Virtual Mentor. August 2001, Volume 3, Number 8.
Clinical Trials in Developing Countries
Those conducting Western-style clinical trial research in developing countries must consider the manner in which ethical principals are implemented within local standards of care.
Sam Huber and Faith Lagay, PhD
The past year has seen much discussion on participation by physicians from developed countries in research conducted in less-developed countries. The World Medical Association revised its Declaration of Helsinki, a statement of principles for the ethical conduct of medical research, in October 2000. Earlier this year, the National Bioethics Advisory Commission (NBAC) issued a report on ethical and policy issues in international research, and the AMA passed a new recommendation on ethical considerations in international research at its 2001 Annual Meeting in June. The Council for International Organizations of Medical Sciences is currently revising its 1993 guidelines for the ethical conduct of research involving human subjects.
Harold Shapiro and Eric Meslin, NBAC's chair and executive director, respectively, summarize their committee's position in Ethical Issues in the Design and Conduct of Clinical Trials in Developing Countries. In Research Involving Human Subjects in Developing Countries Greg Koski and Stuart Nightingale comment on the NBAC report and on the Declaration of Helsinki, and draw some conclusions of their own.
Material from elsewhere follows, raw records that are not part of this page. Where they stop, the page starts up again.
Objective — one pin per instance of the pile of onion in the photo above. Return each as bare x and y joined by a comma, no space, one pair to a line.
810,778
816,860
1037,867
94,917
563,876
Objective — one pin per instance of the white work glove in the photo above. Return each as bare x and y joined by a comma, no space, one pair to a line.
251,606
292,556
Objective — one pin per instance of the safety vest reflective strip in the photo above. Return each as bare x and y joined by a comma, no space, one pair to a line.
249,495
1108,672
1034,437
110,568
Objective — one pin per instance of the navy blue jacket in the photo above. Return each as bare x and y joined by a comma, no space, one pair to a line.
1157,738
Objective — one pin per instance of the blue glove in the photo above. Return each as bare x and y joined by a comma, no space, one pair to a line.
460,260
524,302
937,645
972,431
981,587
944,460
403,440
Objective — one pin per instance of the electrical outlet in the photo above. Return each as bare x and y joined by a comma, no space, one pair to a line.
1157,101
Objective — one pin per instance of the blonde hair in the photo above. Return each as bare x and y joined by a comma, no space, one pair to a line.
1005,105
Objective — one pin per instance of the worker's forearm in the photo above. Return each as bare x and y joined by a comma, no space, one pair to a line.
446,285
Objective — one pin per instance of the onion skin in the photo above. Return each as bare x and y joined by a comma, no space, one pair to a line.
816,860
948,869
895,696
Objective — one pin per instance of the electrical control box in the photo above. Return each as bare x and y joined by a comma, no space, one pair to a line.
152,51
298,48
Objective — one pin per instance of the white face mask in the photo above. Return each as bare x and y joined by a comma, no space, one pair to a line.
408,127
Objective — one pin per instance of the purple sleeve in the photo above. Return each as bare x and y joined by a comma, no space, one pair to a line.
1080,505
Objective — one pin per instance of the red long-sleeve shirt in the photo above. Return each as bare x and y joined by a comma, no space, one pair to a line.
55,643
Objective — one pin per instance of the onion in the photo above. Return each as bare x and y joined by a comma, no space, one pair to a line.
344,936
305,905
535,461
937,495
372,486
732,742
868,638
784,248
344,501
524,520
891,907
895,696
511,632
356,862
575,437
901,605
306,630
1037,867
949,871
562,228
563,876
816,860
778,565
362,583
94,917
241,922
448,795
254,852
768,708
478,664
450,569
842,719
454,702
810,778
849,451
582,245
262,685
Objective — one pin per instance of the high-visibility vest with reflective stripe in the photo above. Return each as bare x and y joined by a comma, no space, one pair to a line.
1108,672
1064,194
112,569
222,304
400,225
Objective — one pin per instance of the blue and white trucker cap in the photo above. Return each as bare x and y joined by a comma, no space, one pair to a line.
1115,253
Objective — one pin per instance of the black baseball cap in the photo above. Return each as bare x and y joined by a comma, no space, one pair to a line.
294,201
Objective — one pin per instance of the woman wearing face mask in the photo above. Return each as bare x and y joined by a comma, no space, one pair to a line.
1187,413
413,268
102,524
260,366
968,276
There is much agreement among NBAC, Helsinki, and AMA guidelines on many aspects of clinical research ethics. All subscribe to the need for fully informed consent; all require that the proposed research address a health problem within the host country, and that research protocols be approved by ethics review boards or committees. The main sticking point among various groups is over the study design—particularly the design of the trial's control arm. The authors of both articles cited here suggest that the Helsinki demand for a control that employs "the best current prophylactic, diagnostic, and therapeutic methods" available may be too rigid. Shapiro and Meslin grant that the "an experimental intervention should normally be compared with an established, effective treatment . . . whether or not that treatment is available in the host country." That, they say, is the "presumed standard." However, they can envision situations in which the condition being studied is not life threatening and the only useful research design (from the host country's point of view) may require a less effective control intervention than the current "best therapy" in developed countries. The authors stipulate that such an exception to the Helsinki Declaration would have to be approved by ethics review committees in both the host and visiting countries.
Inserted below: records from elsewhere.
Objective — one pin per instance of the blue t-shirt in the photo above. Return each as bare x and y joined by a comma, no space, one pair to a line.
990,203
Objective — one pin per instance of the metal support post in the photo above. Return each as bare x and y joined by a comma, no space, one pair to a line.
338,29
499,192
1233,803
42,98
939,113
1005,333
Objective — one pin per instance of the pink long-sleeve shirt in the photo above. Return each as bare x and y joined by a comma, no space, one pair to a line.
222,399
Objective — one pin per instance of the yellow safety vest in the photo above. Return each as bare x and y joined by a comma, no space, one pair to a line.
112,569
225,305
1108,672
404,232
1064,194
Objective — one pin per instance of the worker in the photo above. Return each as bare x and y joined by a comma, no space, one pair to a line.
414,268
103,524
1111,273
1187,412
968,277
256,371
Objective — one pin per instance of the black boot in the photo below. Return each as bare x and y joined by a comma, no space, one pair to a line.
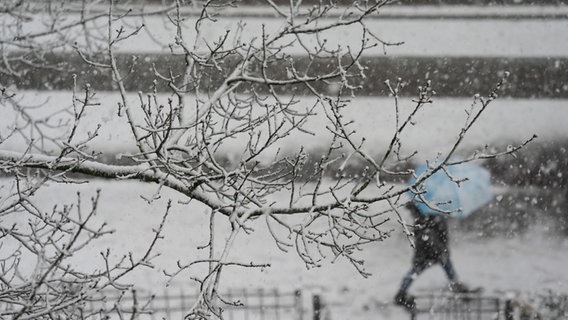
405,300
There is also disagreement over the necessity to make a successful new intervention available to research subjects after the trial is over. The Helsinki Declaration requires this, and, to the NBAC authors, it is "an especially important ethical obligation." Koski and Nightengale agree with the spirit of the requirement but believe that it will be difficult to implement for many reasons, not least of which is that "a single trial can rarely determine how best to treat or prevent a disease in all settings, or even in the setting in which it was conducted."